This is in continuation with the previous post. We are going to look at how the data sample is done and what could cause variation in it.


1.2. Data, Sampling, and Variation in Data and Sampling

As mentioned earlier, it is generally not feasible to collect data from entire population. Data can be collected from “Sample” inside the population. But the statistician has to make sure that the sample covers all the variations in the population.

Data Table
1.2.1. Types of Data
Data Table

Most data can be put into the following categories:

  • Qualitative: Often called as Categorical data. The values generally are in Strings and show some sort of quality of the Variable. As shown in the second column “Color”. The values are the names of the colours which define the color of that body part.
  • Quantitative: This will always be a number. All the calculations are done on this category. It is further divided into two parts depending on whether you are counting or measuring-
    • Discrete: All data that are the result of counting are called Quantitative Discrete Data. It is always a whole number.
    • Continuous: Data that may include fractions, decimals or irrational numbers are called Quantitative Continuous Data. It is often due to the measurements like lengths, weights or times.
1.2.2. Sampling
A sample should have the same characteristics as the population it is representing.
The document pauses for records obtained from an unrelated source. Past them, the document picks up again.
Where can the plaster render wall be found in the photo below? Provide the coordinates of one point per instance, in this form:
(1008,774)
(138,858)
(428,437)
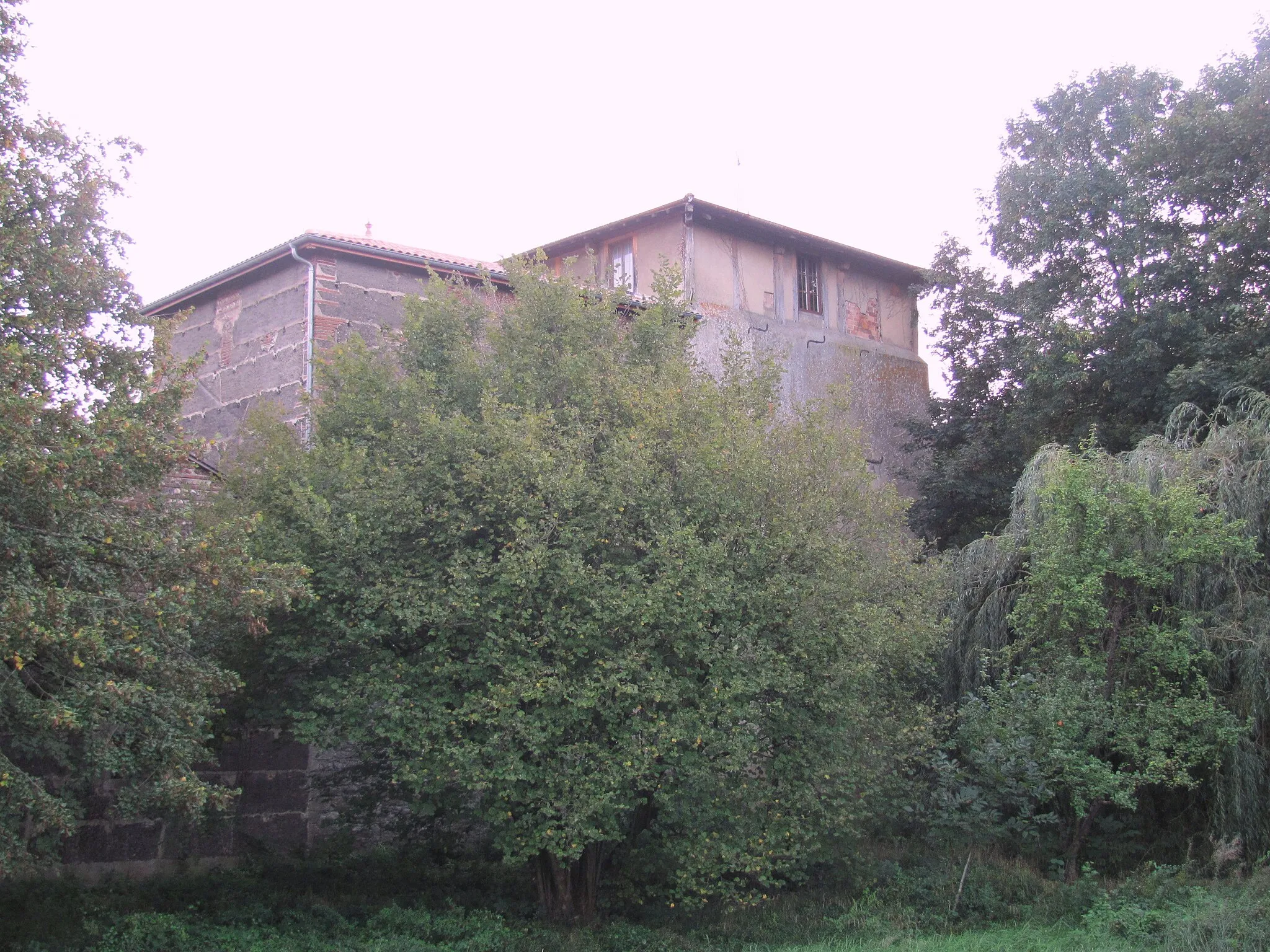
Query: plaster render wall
(861,346)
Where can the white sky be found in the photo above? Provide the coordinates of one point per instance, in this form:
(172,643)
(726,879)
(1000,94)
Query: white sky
(488,128)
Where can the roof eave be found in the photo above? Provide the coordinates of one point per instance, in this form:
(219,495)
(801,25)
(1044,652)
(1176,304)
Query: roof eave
(905,272)
(309,240)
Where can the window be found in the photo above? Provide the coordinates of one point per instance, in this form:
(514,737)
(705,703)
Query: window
(808,284)
(621,257)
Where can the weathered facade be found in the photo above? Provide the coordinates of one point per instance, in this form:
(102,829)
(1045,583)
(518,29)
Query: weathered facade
(259,323)
(836,315)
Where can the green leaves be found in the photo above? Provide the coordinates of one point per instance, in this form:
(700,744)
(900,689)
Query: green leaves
(1104,687)
(1130,215)
(609,604)
(115,602)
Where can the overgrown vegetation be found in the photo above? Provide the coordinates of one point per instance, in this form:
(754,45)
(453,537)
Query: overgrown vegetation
(113,606)
(620,656)
(1130,249)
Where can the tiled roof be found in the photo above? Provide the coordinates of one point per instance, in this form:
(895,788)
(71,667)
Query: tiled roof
(334,242)
(379,245)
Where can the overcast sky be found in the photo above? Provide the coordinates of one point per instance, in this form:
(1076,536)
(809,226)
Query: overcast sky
(489,128)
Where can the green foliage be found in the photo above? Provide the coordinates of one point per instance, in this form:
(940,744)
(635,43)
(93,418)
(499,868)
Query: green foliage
(1104,685)
(619,609)
(1130,215)
(112,603)
(1168,908)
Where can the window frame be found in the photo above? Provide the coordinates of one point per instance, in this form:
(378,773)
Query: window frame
(804,266)
(610,247)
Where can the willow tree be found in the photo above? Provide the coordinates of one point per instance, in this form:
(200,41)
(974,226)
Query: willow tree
(610,602)
(1113,639)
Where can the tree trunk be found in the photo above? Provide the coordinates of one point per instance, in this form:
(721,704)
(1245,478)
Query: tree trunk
(1078,832)
(568,892)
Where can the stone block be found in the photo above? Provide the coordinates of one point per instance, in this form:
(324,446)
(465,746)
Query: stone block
(111,843)
(260,751)
(282,833)
(273,792)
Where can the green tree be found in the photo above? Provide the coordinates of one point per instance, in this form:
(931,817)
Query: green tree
(1130,215)
(619,609)
(112,602)
(1103,689)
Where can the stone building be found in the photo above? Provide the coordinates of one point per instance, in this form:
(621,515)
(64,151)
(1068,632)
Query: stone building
(835,314)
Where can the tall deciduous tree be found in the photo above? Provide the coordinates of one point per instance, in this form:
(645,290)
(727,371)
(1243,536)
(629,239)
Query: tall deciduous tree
(611,603)
(112,603)
(1130,215)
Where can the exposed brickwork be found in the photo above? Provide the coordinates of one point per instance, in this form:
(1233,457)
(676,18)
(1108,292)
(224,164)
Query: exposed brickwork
(866,323)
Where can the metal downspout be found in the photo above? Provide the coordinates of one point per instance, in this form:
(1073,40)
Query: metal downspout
(309,335)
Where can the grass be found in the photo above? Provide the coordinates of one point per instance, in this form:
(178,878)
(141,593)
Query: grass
(403,903)
(1042,938)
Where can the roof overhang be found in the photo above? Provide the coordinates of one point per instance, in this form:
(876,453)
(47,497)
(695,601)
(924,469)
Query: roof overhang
(314,242)
(747,226)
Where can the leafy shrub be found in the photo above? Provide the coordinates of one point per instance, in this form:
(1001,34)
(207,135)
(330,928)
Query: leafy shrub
(1166,908)
(453,931)
(145,932)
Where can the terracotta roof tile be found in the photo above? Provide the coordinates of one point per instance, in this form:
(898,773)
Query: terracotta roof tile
(374,243)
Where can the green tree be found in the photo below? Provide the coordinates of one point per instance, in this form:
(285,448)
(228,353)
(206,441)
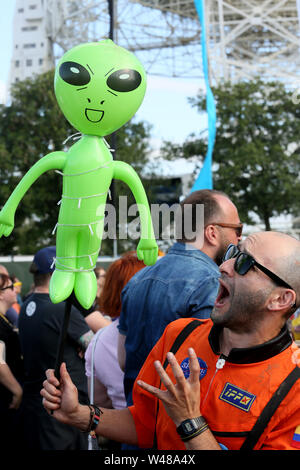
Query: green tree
(256,154)
(31,127)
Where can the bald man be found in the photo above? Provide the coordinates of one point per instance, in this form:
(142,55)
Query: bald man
(242,355)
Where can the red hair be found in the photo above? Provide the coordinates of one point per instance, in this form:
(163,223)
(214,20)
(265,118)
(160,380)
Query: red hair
(117,276)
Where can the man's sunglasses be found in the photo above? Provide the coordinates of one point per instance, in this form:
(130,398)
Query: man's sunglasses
(244,262)
(237,227)
(11,286)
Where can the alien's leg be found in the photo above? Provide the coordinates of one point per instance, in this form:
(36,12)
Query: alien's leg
(62,280)
(85,286)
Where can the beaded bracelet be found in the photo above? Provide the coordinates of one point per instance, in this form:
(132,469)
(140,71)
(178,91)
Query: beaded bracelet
(95,414)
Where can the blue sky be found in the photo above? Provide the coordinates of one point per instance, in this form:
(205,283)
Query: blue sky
(165,105)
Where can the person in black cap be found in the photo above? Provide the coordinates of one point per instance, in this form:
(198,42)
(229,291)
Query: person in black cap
(40,323)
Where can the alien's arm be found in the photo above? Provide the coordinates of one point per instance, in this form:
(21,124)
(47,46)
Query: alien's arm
(147,248)
(52,161)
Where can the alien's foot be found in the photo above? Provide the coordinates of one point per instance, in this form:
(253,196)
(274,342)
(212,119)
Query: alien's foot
(61,286)
(85,288)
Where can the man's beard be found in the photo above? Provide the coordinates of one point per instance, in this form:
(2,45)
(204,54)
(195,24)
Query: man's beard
(245,311)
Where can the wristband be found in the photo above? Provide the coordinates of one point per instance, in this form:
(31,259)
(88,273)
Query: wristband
(191,428)
(95,414)
(196,433)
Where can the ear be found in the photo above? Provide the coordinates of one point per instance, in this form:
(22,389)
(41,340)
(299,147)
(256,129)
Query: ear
(281,299)
(211,235)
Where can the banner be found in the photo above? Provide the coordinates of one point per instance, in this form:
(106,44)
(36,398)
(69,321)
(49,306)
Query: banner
(204,180)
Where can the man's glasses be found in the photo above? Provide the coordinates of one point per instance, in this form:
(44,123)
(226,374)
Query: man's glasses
(244,262)
(237,227)
(11,286)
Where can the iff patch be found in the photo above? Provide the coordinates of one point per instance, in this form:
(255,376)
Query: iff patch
(186,368)
(296,438)
(237,397)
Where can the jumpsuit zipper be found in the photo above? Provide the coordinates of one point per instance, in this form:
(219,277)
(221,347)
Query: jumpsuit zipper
(219,365)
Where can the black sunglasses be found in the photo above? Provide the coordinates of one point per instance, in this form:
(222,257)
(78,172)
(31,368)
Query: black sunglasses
(244,262)
(237,227)
(11,286)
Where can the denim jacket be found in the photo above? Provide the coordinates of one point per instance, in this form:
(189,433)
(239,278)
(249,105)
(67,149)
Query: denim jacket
(184,283)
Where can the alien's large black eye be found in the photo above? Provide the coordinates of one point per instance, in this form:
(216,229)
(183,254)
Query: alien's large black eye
(74,73)
(124,80)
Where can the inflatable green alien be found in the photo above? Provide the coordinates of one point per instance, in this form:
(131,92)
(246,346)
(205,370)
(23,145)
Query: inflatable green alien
(99,87)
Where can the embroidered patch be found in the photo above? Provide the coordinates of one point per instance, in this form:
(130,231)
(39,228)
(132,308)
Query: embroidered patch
(186,369)
(296,438)
(30,309)
(237,397)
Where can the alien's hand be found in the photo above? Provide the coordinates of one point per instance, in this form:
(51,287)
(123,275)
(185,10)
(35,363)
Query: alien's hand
(7,223)
(147,250)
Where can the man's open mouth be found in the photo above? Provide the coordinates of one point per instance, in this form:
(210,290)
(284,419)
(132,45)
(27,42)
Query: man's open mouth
(94,115)
(222,296)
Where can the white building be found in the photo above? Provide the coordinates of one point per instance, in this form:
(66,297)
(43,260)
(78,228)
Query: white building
(32,50)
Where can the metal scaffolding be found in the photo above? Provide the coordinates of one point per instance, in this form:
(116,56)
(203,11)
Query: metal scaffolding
(245,38)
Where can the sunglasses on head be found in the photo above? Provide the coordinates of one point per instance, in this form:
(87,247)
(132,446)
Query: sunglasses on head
(237,227)
(244,262)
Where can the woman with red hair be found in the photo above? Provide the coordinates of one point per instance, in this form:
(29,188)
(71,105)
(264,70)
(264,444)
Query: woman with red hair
(11,366)
(105,376)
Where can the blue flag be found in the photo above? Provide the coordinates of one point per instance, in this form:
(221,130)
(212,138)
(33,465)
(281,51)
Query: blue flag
(204,180)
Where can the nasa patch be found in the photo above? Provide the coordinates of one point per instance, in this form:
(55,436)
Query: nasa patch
(30,309)
(186,369)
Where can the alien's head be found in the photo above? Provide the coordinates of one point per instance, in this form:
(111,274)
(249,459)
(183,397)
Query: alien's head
(99,86)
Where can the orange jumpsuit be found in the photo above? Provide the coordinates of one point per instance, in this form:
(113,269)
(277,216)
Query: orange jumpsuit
(234,391)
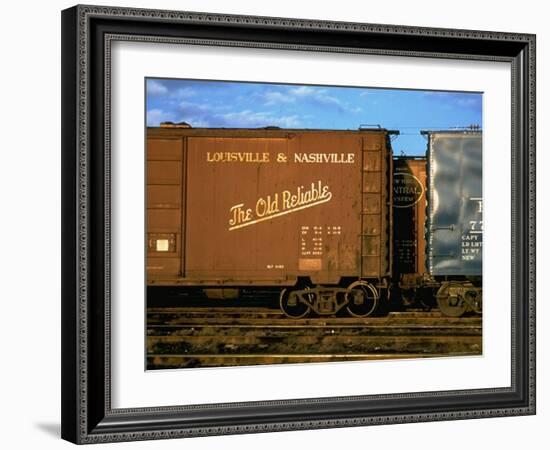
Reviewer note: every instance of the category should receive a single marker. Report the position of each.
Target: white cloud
(273, 97)
(156, 88)
(156, 116)
(185, 92)
(251, 119)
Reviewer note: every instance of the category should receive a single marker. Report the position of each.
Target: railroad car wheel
(450, 300)
(367, 305)
(291, 307)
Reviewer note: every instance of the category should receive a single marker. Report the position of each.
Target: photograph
(294, 223)
(289, 223)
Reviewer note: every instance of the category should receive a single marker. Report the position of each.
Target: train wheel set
(359, 299)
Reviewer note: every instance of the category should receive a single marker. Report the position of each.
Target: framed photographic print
(278, 224)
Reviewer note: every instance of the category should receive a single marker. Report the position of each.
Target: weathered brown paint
(190, 194)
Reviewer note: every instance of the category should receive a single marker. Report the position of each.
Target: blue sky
(251, 105)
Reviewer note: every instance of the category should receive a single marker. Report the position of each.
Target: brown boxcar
(409, 227)
(300, 209)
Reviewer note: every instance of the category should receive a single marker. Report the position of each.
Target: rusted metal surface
(264, 207)
(409, 216)
(455, 205)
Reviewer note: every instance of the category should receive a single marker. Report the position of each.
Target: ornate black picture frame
(87, 414)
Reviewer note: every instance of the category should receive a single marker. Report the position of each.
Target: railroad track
(182, 337)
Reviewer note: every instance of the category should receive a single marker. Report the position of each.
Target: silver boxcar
(454, 227)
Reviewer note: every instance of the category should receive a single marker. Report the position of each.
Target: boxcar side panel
(165, 181)
(273, 209)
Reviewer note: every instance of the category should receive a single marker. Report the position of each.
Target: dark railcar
(409, 218)
(454, 226)
(307, 210)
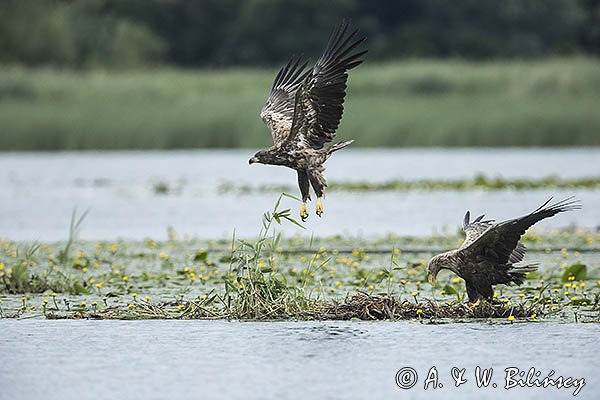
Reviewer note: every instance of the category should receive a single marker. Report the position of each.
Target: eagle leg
(317, 181)
(319, 210)
(304, 185)
(303, 212)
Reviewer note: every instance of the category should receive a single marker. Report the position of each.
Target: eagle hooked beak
(431, 278)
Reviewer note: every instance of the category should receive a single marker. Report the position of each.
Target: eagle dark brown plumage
(491, 251)
(304, 110)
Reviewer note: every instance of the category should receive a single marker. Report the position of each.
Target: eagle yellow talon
(319, 207)
(473, 305)
(303, 212)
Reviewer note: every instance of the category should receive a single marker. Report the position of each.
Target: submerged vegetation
(477, 182)
(272, 278)
(408, 103)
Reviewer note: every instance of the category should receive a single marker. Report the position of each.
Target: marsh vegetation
(274, 278)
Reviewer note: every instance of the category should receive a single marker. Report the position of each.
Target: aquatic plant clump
(303, 278)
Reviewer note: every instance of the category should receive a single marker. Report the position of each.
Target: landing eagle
(491, 251)
(303, 112)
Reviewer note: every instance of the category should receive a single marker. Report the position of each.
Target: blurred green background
(163, 74)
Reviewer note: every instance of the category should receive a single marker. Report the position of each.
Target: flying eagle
(491, 251)
(303, 112)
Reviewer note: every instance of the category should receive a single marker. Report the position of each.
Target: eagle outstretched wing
(278, 112)
(499, 243)
(474, 229)
(319, 101)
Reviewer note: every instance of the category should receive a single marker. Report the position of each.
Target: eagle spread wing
(319, 101)
(474, 229)
(500, 242)
(278, 112)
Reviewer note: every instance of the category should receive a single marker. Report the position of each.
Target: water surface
(279, 360)
(40, 190)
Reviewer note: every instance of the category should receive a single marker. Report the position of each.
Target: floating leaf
(79, 289)
(201, 255)
(577, 271)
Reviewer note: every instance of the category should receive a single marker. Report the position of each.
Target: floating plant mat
(272, 278)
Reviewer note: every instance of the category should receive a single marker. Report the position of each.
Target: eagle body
(304, 110)
(491, 252)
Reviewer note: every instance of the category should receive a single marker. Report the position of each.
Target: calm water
(301, 360)
(40, 190)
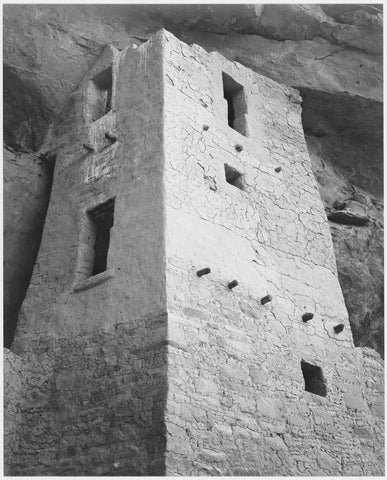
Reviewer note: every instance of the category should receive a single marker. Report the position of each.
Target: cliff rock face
(27, 185)
(332, 54)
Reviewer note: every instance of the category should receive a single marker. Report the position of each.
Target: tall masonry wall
(236, 400)
(146, 368)
(95, 346)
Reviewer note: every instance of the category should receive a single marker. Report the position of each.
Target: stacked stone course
(148, 368)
Statisticians use various methods of random sampling to achieve this. There are several different methods of random sampling. True random sampling is done with replacement. That is, once a member is picked, that member goes back into the population and thus may be chosen more than once. However for practical reasons, in most populations, simple random sampling is done without replacement. Surveys are typically done without replacement. That is, a member of the population may be chosen only once.

  • Simple Random Sample: Any group of n individuals is equally likely to be chosen as any other group of n individuals.

  • Stratified Sample: To choose a stratified sample, divide the population into groups called strata and then take a proportionate number from each stratum. For example, you could stratify (group) your college population by department and then choose a proportionate simple random sample from each stratum (each department) to get a stratified random sample. Strata

  • Cluster Sample: Divide the population into clusters (groups) and then randomly select some of the clusters. Cluster

  • Systematic Sample: Randomly select a starting point and take every nth piece of data from a listing of the population.

Non Random Sampling:

  • Convenience Sampling: It is a non random sampling. This type of sampling involves using results that are readily available. Sampling data should be done very carefully with Convenience Sampling. Collecting data carelessly can have devastating results.

When you analyze data, it is important to be aware of sampling errors and non-sampling errors. The actual process of sampling causes sampling errors. A sampling bias is created when a sample is collected from a population and some members of the population are not as likely to be chosen as others.

1.2.3. Variation in Data

Variation is always present in any real life data. If two or more samples from the same population are taken randomly and having almost same characteristics of the population will still be different from each other in real life.